My girlfriend is a huge nerd, and she's enjoyed going to conventions for years. I have never been to a convention before. So when the San Francisco Comic Con was set to take place at the beginning of September, it presented her an opportunity to be around a bunch of fellow nerds, and an opportunity for me to see what a convention is actually like. As a bonus, Ian McDiarmid was set to make an appearance at a Q and A session, so we made seeing him our primary goal for the day.
Naturally, my first question was "should I cosplay?" Because pretty much all I know about conventions is that people like to dress up. I have an Indiana Jones costume, and for a few days leading up to the convention had a lot of back and forth debates with myself over whether I wanted to wear it or not. Eventually I decided not to. We were going to take a train to get there, and I didn't feel like sitting on a train dressed in a costume. Nor did I want to carry it in my backpack with me. My girlfriend chose not to for similar reasons. So, on the morning of the convention, with me in a Jurassic Park shirt and her in a Mara Jade shirt, we set off for adventure.
My first reaction (aside from the 'why does San Francisco always smell so bad’ reaction) was that this convention was... confusing. It took place in the Marriott hotel, and as soon as we walked in the door we were confused as to where we actually had to go to get our passes. There were no directional arrows, and no maps provided. Instead they wanted you to download a smartphone app, which is annoying in itself.
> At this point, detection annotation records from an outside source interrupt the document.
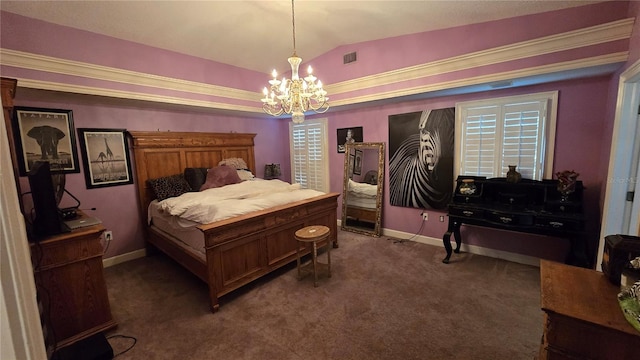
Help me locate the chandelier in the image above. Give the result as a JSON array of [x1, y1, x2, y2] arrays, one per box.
[[262, 0, 329, 124]]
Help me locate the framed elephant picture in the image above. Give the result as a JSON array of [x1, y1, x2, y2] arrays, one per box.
[[78, 129, 133, 189], [13, 106, 80, 176]]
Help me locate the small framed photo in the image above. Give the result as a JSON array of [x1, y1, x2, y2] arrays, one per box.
[[353, 149, 362, 175], [13, 106, 80, 176], [347, 154, 356, 179], [78, 129, 133, 189], [337, 126, 362, 153]]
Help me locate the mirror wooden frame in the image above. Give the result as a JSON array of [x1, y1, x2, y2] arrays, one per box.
[[340, 142, 385, 237]]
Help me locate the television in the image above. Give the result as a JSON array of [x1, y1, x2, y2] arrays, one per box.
[[27, 161, 66, 241]]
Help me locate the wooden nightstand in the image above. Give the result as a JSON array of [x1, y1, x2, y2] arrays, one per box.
[[539, 260, 640, 360], [31, 214, 117, 348]]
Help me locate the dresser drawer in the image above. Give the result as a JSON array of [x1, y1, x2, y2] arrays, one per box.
[[449, 206, 484, 219], [31, 226, 104, 270], [535, 216, 584, 231], [486, 211, 533, 226]]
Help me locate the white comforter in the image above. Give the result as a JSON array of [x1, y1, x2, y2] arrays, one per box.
[[158, 179, 324, 224]]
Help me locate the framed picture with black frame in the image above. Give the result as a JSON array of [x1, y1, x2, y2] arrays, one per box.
[[336, 126, 362, 153], [78, 129, 133, 189], [12, 106, 80, 176]]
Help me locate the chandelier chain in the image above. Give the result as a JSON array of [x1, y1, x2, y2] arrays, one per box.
[[261, 0, 329, 123], [291, 0, 296, 54]]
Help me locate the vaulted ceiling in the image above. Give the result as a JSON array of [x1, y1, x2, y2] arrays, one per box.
[[0, 0, 602, 73]]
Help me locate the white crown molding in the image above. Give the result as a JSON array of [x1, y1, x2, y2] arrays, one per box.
[[0, 18, 634, 113], [0, 49, 260, 101], [325, 18, 634, 95], [331, 51, 629, 107], [17, 78, 263, 114]]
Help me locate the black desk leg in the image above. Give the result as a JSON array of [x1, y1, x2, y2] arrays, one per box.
[[564, 236, 592, 269], [442, 218, 462, 264]]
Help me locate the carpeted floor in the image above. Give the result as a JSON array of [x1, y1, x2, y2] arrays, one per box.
[[105, 231, 542, 360]]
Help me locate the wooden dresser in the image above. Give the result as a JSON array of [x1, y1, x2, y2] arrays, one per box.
[[31, 214, 116, 348], [540, 260, 640, 360]]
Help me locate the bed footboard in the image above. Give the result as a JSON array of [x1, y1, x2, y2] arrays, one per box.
[[200, 193, 339, 312]]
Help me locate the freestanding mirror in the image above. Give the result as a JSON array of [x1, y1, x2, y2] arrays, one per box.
[[341, 142, 384, 236]]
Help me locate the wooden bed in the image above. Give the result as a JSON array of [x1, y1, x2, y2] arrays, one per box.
[[128, 131, 339, 312]]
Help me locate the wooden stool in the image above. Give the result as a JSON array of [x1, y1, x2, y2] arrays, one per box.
[[295, 225, 331, 287]]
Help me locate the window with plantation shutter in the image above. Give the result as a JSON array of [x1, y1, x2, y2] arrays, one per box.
[[455, 92, 558, 180], [289, 119, 329, 192]]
But the hotel also did not provide free Wifi which made downloading an app even more frustrating. Not all of us have extensive data plans.
But we found the booth to get our passes (which at $40 per person were expensive compared to other conventions, I was told). By this time it was about 10:40, and we were rushing because we didn't want to be late for Ian McDiarmid. Of course there was no clear signage so we had to find someone to ask. Fortunately for us, we either got there early enough or no one else was super interested because we were one of the first people in line. We got seats at the very front of the room, with the only spots in front of us being those designated for those who needed the sign language interpreter. Except there wasn't a sign language interpreter there so... that was weird.
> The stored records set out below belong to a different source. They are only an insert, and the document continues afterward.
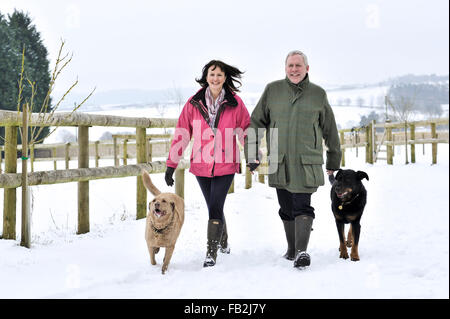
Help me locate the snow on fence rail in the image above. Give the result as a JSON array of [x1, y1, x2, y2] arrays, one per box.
[[0, 111, 449, 246], [339, 118, 449, 166]]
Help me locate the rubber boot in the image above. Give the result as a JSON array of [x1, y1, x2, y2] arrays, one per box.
[[283, 220, 295, 260], [219, 218, 230, 254], [294, 215, 314, 268], [203, 219, 223, 267]]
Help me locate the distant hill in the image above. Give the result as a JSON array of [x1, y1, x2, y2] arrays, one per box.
[[54, 74, 449, 111]]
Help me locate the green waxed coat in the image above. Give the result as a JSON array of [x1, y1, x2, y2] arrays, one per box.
[[245, 75, 341, 193]]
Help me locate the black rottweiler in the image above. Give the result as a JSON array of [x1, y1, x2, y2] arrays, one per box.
[[329, 169, 369, 261]]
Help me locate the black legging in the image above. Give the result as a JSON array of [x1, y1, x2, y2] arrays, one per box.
[[277, 188, 316, 220], [197, 174, 234, 221]]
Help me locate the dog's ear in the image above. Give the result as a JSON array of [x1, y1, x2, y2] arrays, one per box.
[[356, 171, 369, 180]]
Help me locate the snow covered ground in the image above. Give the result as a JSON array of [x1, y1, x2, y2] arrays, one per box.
[[0, 144, 449, 299]]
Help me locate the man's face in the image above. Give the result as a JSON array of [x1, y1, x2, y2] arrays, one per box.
[[285, 54, 309, 84]]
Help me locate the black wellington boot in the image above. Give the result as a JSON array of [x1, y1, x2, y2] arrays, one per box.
[[203, 219, 223, 267], [294, 215, 314, 268], [219, 218, 230, 254], [283, 220, 295, 260]]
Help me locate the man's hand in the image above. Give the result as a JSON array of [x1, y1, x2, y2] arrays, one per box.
[[247, 160, 260, 175], [164, 167, 175, 186]]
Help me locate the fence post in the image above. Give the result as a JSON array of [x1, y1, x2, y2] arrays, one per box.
[[431, 123, 437, 164], [227, 177, 234, 194], [245, 167, 252, 189], [2, 126, 17, 239], [95, 141, 100, 167], [175, 169, 184, 198], [29, 143, 34, 172], [386, 127, 394, 165], [409, 123, 416, 163], [77, 126, 89, 234], [122, 139, 128, 165], [52, 147, 56, 171], [339, 131, 345, 167], [20, 103, 30, 248], [136, 127, 147, 219], [65, 143, 70, 169], [113, 137, 119, 166], [148, 137, 153, 162], [0, 146, 3, 174]]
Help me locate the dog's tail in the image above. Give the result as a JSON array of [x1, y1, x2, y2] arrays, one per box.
[[142, 170, 161, 196]]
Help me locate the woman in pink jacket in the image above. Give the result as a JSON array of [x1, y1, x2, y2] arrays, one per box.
[[165, 60, 250, 267]]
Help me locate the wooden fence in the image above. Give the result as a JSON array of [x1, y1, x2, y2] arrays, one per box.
[[0, 111, 179, 239], [0, 111, 449, 245], [339, 118, 449, 167], [0, 134, 171, 173]]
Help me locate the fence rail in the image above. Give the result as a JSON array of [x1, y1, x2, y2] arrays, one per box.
[[339, 118, 449, 166], [0, 111, 449, 246], [0, 111, 177, 245]]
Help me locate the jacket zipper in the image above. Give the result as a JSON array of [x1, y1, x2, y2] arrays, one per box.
[[191, 100, 227, 177]]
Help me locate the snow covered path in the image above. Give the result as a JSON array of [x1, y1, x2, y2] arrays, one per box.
[[0, 145, 449, 299]]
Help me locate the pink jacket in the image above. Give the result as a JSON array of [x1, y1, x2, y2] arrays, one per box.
[[167, 88, 250, 177]]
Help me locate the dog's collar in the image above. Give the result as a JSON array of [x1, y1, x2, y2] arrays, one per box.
[[338, 193, 361, 210], [150, 212, 175, 234]]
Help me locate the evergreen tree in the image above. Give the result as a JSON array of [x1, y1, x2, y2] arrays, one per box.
[[0, 11, 51, 144]]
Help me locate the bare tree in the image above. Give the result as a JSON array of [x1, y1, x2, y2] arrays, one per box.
[[13, 41, 95, 248]]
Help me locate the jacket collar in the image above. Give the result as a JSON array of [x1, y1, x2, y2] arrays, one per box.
[[191, 85, 238, 107], [285, 73, 309, 91], [189, 86, 238, 128]]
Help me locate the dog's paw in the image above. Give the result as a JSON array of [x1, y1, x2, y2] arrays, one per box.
[[339, 245, 348, 259], [339, 251, 348, 259], [161, 265, 169, 275], [350, 253, 359, 261]]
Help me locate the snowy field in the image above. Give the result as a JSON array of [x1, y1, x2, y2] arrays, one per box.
[[0, 140, 449, 299]]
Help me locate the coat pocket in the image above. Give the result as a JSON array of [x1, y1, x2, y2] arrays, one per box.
[[300, 155, 325, 187], [269, 154, 289, 185]]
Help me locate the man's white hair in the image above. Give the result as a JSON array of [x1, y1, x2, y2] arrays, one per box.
[[284, 50, 308, 66]]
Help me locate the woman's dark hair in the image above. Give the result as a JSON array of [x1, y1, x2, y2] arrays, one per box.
[[195, 60, 244, 92]]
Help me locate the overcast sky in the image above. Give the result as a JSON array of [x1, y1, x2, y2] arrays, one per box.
[[0, 0, 449, 92]]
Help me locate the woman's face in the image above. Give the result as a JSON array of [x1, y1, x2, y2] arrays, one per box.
[[206, 65, 226, 92]]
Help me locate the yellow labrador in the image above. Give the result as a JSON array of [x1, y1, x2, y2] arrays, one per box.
[[142, 170, 184, 274]]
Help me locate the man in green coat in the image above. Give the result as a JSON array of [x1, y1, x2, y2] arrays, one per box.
[[245, 51, 341, 267]]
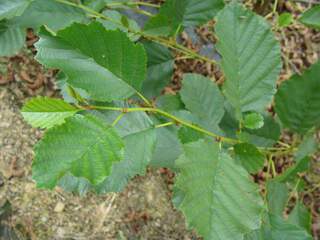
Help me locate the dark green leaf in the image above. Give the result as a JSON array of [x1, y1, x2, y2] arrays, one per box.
[[243, 112, 264, 129], [32, 115, 124, 188], [180, 74, 224, 132], [275, 62, 320, 134], [278, 12, 293, 27], [0, 20, 26, 56], [175, 140, 263, 240], [288, 202, 311, 232], [36, 22, 146, 101], [300, 5, 320, 29], [266, 180, 289, 216], [215, 3, 281, 119], [0, 0, 32, 20], [234, 143, 265, 173]]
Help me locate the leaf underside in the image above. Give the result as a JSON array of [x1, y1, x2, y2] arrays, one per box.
[[175, 140, 262, 239], [215, 3, 281, 118]]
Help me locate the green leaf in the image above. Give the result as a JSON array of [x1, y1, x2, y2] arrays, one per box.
[[13, 0, 86, 31], [150, 122, 182, 170], [288, 202, 311, 232], [244, 215, 312, 240], [299, 5, 320, 29], [243, 112, 264, 129], [142, 42, 174, 98], [36, 22, 146, 101], [145, 0, 224, 36], [97, 129, 156, 193], [98, 10, 140, 41], [275, 61, 320, 134], [0, 0, 32, 20], [180, 74, 224, 131], [276, 156, 310, 182], [240, 115, 280, 147], [32, 115, 124, 189], [59, 104, 156, 195], [215, 3, 281, 119], [278, 12, 293, 27], [266, 180, 289, 216], [21, 97, 80, 128], [0, 20, 26, 56], [175, 140, 263, 239], [234, 143, 265, 173], [294, 133, 319, 162], [156, 94, 184, 112]]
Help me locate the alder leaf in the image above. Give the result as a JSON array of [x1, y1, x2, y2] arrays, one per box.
[[243, 112, 264, 129], [32, 115, 124, 189], [288, 201, 312, 233], [142, 42, 174, 98], [12, 0, 86, 31], [215, 3, 281, 119], [299, 5, 320, 30], [21, 97, 80, 128], [0, 20, 26, 56], [144, 0, 224, 36], [180, 74, 224, 132], [275, 61, 320, 134], [0, 0, 32, 20], [175, 140, 263, 240], [36, 22, 146, 101], [234, 143, 265, 173]]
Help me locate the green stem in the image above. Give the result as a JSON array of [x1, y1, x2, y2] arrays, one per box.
[[56, 0, 217, 64], [107, 2, 160, 8], [83, 106, 240, 144], [155, 122, 175, 128]]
It ended up being a really good Q and A session. McDiarmid is an eloquent, entertaining speaker and he had great stories from both his work with Star Wars and outside of it. I’m not really a Star Wars fan, but I still really enjoyed it. I would have gone to get an autograph and a picture, but it was $80 for an autograph alone! I'm sure some people were willing to pay that, but I had no interest in doing so.
Afterward my girlfriend wanted to go to the Jenna Coleman panel, but unfortunately the line was super long and neither of us really wanted to wait in it. So instead we got some ridiculously overpriced pizza and then went to explore the exhibit hall. I was really looking forward to walking out with a piece of art, but there was nothing I saw that I wanted to spend money on. So my only souvenir is the convention lanyard, but that’s still cool.
After exploring the hall we were both getting kind of tired. The spaces were crowded, and neither of us really do well with crowds. But there were two more things we wanted to look at: the game floor, and a prop/costume exhibit. Really we just wanted to see what the game store was offering, which ended up being nothing unless you were a die collector. The costume museum was also, to be blunt, really lame. It had some Captain America, Batman, and Iron Man props/costumes, but there were only about seven of them total. Not being a fan of those characters, it had nothing to offer me.
At this point we were both getting toward the end of our energy levels. There were no other interesting panels, and nothing else really to see. So after getting lunch at a nearby restaurant, we left.
She told me that this was fairly small by convention standards, and that if I want a real convention experience I should make my way to Wonder Con. Maybe one day I will. I won’t say that SF Comic Con was a bad experience, per se, but with the large crowds, the bland panels, and the not really exciting exhibits, I can’t say it was a great one either. I’d try going to a different convention in the future, but with the hope that it will be a better experience. Ian McDiarmid was the highlight, but I also sort of feel like I paid $40 just to hear him speak for 50 minutes. Regardless, with my departure from the country coming up in (at the time of the convention) just over two weeks, any time doing things with people I love is quality time. So it was still a good day.